- Born: 14 November 1946 (age 79) Rajnandgaon, Chhattisgarh, India
- Occupation: Pediatrician
- Awards: Padma Shri IMA National C. T. Thakkar Award Becon International Award IAP Academic Excellence Award

= Pukhraj Bafna =

Indian pediatrician and health consultant

Pukhraj Bafna is an Indian pediatrician and adolescent health consultant, known for his contributions towards tribal child and adolescent health. The Government of India honored Bafna in 2011, with the fourth highest civilian award of Padma Shri.

==Biography==
Pukhraj Bafna was born on 14 November 1946 at Rajnandgaon, in the Indian state of Chhattisgarh. He graduated in medicine (MBBS) in 1969 from Netaji Subhash Chandra Bose Medical College, Jabalpur and continued his studies there to obtain the medical degrees of DCh (1972) and MD (1973) in pediatrics. He has also obtained a doctoral degree from Jain Vishva Bharati University, Ladnun.

Bafna is credited with a book, Status of Tribal Child Health in India. He has also been writing a health column for over 40 years (since 1973) in Sabera Sanket, a Hindi language newspaper. He has also attended several seminars and has chaired many conferences.

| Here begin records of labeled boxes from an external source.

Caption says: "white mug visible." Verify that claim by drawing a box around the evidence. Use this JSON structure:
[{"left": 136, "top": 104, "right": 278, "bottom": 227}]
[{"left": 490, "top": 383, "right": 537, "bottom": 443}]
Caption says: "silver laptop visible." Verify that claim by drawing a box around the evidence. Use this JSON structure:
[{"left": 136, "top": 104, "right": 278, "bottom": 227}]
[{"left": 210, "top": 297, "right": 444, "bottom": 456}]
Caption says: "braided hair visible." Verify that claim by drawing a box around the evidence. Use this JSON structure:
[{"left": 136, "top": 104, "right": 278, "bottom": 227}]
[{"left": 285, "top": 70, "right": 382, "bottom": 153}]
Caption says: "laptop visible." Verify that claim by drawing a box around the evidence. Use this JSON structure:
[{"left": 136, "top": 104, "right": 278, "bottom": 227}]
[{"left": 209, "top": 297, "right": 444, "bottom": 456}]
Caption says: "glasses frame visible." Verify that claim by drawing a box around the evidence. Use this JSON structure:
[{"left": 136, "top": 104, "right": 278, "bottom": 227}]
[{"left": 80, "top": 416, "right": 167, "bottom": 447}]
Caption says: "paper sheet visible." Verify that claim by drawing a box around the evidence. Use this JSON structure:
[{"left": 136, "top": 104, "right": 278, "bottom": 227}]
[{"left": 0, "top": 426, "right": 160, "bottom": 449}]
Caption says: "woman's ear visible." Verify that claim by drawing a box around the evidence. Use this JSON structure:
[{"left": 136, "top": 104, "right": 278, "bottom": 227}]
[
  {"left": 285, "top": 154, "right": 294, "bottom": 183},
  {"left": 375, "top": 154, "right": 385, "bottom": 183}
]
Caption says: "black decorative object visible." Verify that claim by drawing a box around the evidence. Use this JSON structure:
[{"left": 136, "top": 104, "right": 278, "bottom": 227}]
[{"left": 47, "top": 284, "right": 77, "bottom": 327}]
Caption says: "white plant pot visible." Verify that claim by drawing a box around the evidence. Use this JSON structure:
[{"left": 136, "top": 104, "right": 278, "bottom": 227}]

Pukhraj Bafna has conducted over 500 child health camps and has supported 149 orphaned children in Bastar whose parents lost their lives due to militancy in the area. He lives in Rajnandgaon, Chhattisgarh.

==Awards and recognitions==
Pukhraj Bafna is a recipient of the National C. T. Thakkar Award of the Indian Medical Association in 1978 and the Becon International Award in 1986. He has also received the Mahaveer Mahatma Award from the Times of India group and the Academic Excellence Award from the Indian Academy of Pediatrics, both in 2004. Jain Vishva Bharati University Rajasthan and the Government of Kerala have honored Bafna with citations. In 2011, The Government of India included him in the list of Republic day honours for the award of Padma Shri.